Percival segue discutindo chamamento dos aprovados, mas Buxixo lembra empecilhos

por GazetaMT

07 de Dezembro de 2016, 15h58

Percival segue discutindo chamamento dos aprovados, mas Buxixo lembra empecilhos
Percival segue discutindo chamamento dos aprovados, mas Buxixo lembra empecilhos

Dúvidas quanto ao chamamento ou não dos candidatos aprovados no mais recente concurso público da Prefeitura de Rondonópolis ainda neste 2016 continuam a pipocar aqui e acolá. Nesta semana, representantes dos que passaram na prova se reuniram com o atual prefeito Percival Muniz (PPS), hoje o detentor da palavra final.

Não faz muito tempo, mais precisamente em outubro, e Buxixo adiantou em primeira mão que Muniz sinalizara convocar sim todos os aprovados, para desespero do futuro prefeito José Carlos do Pátio (SD). Na prática, a medida resultaria em inchaço da máquina pública, justamente num momento de crise. Parte dos leitores da coluna rebateram a tese e, portanto, cabe aqui um esclarecimento.

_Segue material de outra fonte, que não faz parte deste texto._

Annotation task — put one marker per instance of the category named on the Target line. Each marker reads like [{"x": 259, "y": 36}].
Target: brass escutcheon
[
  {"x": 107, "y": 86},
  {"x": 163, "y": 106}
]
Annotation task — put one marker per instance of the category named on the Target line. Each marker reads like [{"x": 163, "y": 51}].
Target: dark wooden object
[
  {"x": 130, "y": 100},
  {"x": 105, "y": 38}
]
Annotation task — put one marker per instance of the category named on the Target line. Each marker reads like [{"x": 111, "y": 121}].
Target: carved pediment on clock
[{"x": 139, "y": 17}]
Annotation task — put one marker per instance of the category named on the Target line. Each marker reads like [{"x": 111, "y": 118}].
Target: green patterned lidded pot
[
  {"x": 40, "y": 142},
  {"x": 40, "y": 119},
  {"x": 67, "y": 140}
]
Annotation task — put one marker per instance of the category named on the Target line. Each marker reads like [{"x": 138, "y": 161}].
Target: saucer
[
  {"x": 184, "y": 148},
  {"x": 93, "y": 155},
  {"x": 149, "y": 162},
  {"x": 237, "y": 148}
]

Fora frisado, e nós publicamos, o fato da realização de um estudo de impacto orçamentário antes da realização do concurso, sugerindo que não haveria tal inchaço no cofre. Na prática, porém, a coisa se desenha de forma diferente. Há duas observações que merecem ser levadas em conta, a começar pelas equipes de comissionados. Percival tem a sua e Zé do Pátio também terá. Sonhar com uma administração sem cargos de confiança, nos moldes políticos, atuais, é ser ingênuo. Não se sabe até que ponto a conta fecha, como já admitido pela própria equipe de transição. Se a gestão Zé do Pátio conseguirá arcar com todos os contracheques, ainda não se sabe ao certo.

Em segundo lugar, chegamos ao noticiado ainda mais recentemente. O próprio Ministério Público do Estado (MPE) recomendou ao Executivo que não convoque os profissionais aprovados em 2016. A representação foi para que o prefeito Percival Muniz se abstenha de realizar a convocação dos aprovados. Caso seja descumprida, o gestor poderá responder por ato de improbidade administrativa.

Teme o órgão a descontinuidade dos serviços públicos, oriunda da falta de ferramentas administrativas que permitam a contratação, sem concurso público, de profissionais. Por uma determinação do MPE, o município está impedido de realizar contratações e sem os profissionais os serviços terão descontinuidade.

Além disso, o concurso público somente pôde ser feito pelo município neste ano em função da necessidade de revisão do Plano de Cargos, Carreiras e Vencimentos (PCCV), o que foi concluído pela gestão municipal em 2016. Logo após a conclusão da revisão do PCCV o concurso foi realizado.

A situação mais preocupante está na Saúde. No último dia 30 de novembro, mais de 400 servidores tiveram seus contratos finalizados. No final de dezembro outros 260 contratos chegam ao fim. Aproximadamente 90% do efetivo do Centro de Nefrologia e outros 80% da Unidade de Pronto Atendimento (UPA) são formados por servidores contratados.